Para tanto, nos socorreremos das lições de Ruy Samuel Espínola[1], que leciona acerca das noções gerais do conceito de princípios:
Desenvolvendo este raciocínio, torna-se necessário sublinhar que o termo princípio é utilizado, indistintamente, em vários campos do saber humano, Filosofia, Teologia, Sociologia, Política, Física, Direito e outros servem-se dessa categoria para estruturarem, muitas vezes, um sistema ou conjunto articulado de conhecimentos a respeito dos objetos cognoscíveis exploráveis na própria esfera de investigação e de especulação a cada uma dessas áreas do saber.
(...)
Pode-se concluir que a idéia de princípio ou sua conceituação, seja lá qual for o campo do saber que se tenha em mente, designa a estruturação de um sistema de idéias, pensamentos ou normas por uma idéia mestra, por um pensamento chave, por uma baliza normativa, donde todas as demais idéias, pensamentos ou normas derivam, se reconduzem e/ou subordinam.

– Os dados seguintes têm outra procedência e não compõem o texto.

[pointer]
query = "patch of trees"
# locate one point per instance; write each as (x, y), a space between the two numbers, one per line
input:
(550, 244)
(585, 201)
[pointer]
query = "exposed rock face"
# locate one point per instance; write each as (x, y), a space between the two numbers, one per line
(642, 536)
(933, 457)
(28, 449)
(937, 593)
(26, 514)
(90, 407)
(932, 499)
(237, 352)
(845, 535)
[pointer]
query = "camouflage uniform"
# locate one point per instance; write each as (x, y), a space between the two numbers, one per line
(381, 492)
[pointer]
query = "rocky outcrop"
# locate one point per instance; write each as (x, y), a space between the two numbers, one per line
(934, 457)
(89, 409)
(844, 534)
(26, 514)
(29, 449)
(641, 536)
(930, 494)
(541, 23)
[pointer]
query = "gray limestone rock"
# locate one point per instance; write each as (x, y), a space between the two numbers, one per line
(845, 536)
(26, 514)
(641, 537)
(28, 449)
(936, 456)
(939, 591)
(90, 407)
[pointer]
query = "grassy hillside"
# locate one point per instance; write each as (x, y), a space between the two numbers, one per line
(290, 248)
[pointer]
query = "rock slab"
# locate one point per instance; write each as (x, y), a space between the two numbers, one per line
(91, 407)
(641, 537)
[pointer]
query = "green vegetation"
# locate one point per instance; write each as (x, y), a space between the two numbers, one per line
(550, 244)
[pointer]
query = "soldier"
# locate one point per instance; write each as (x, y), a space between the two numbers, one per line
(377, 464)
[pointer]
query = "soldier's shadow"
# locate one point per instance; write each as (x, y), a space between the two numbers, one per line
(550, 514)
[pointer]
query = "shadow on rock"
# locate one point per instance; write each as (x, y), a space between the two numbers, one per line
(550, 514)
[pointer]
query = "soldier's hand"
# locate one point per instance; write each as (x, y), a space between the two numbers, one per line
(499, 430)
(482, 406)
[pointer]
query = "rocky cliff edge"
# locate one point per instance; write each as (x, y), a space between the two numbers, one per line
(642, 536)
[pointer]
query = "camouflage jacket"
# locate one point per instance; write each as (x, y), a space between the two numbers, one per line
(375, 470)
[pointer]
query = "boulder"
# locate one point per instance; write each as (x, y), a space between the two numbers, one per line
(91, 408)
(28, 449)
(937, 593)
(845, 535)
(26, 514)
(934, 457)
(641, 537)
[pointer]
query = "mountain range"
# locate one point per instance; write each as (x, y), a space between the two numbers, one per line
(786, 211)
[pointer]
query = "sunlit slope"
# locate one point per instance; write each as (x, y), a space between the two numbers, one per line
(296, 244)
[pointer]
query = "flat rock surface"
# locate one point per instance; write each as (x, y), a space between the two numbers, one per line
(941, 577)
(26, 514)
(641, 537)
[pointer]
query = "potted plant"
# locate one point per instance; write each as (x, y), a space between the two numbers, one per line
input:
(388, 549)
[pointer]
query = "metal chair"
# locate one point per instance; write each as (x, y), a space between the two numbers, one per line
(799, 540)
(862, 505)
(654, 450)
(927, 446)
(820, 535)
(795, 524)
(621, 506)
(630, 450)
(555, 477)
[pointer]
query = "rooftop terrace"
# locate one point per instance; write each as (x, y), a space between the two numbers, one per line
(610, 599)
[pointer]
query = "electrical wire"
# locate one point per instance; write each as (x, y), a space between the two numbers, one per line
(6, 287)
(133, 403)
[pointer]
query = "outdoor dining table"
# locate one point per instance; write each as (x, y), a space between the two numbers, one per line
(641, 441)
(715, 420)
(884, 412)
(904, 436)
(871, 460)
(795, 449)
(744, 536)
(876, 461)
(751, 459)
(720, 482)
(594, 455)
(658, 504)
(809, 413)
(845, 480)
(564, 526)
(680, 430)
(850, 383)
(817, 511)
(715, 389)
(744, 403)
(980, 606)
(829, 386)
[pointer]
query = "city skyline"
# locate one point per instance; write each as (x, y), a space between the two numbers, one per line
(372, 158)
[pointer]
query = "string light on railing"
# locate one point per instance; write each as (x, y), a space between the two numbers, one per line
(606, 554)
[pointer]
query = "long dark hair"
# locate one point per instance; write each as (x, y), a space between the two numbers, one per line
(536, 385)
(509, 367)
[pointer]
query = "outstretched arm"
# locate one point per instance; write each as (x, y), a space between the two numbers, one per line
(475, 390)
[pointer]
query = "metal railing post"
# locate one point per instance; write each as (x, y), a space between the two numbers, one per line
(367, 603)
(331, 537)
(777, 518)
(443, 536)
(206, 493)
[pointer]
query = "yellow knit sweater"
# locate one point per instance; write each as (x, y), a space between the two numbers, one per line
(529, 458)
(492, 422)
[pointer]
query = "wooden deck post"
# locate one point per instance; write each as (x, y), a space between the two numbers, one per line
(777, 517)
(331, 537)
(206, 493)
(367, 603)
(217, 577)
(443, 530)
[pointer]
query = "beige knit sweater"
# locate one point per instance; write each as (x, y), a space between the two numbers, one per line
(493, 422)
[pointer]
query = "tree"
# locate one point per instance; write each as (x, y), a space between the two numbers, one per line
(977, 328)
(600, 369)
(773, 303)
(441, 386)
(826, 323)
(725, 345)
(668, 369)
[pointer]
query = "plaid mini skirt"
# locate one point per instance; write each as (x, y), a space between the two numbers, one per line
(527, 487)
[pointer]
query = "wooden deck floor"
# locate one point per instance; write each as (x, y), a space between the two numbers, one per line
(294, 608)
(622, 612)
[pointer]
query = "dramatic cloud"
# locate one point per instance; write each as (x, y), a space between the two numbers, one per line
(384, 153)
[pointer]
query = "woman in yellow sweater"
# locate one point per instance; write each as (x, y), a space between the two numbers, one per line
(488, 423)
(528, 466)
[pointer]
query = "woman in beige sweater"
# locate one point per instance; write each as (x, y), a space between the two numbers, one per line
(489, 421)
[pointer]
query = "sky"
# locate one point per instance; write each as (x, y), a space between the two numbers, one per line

Em adição ao exposto, colacionamos as palavras do professor Maurício Godinho Delgado[2]:
A palavra princípio traduz, na linguagem corrente, a idéia de ‘começo, início’, e, nesta linha, ‘o primeiro momento da existência de algo ou de uma ação ou processo’.
Mas traz, também, consigo o sentido de causa primeira, raiz, razão’ e, nesta medida, a idéia de aquilo ‘que serve de base a alguma coisa’.
Por extensão, significa, ainda, ‘proposição elementar e fundamental que serve de base a uma ordem de conhecimentos’ e, nesta dimensão, ‘proposição lógica fundamental sobre a qual se apoia o raciocínio.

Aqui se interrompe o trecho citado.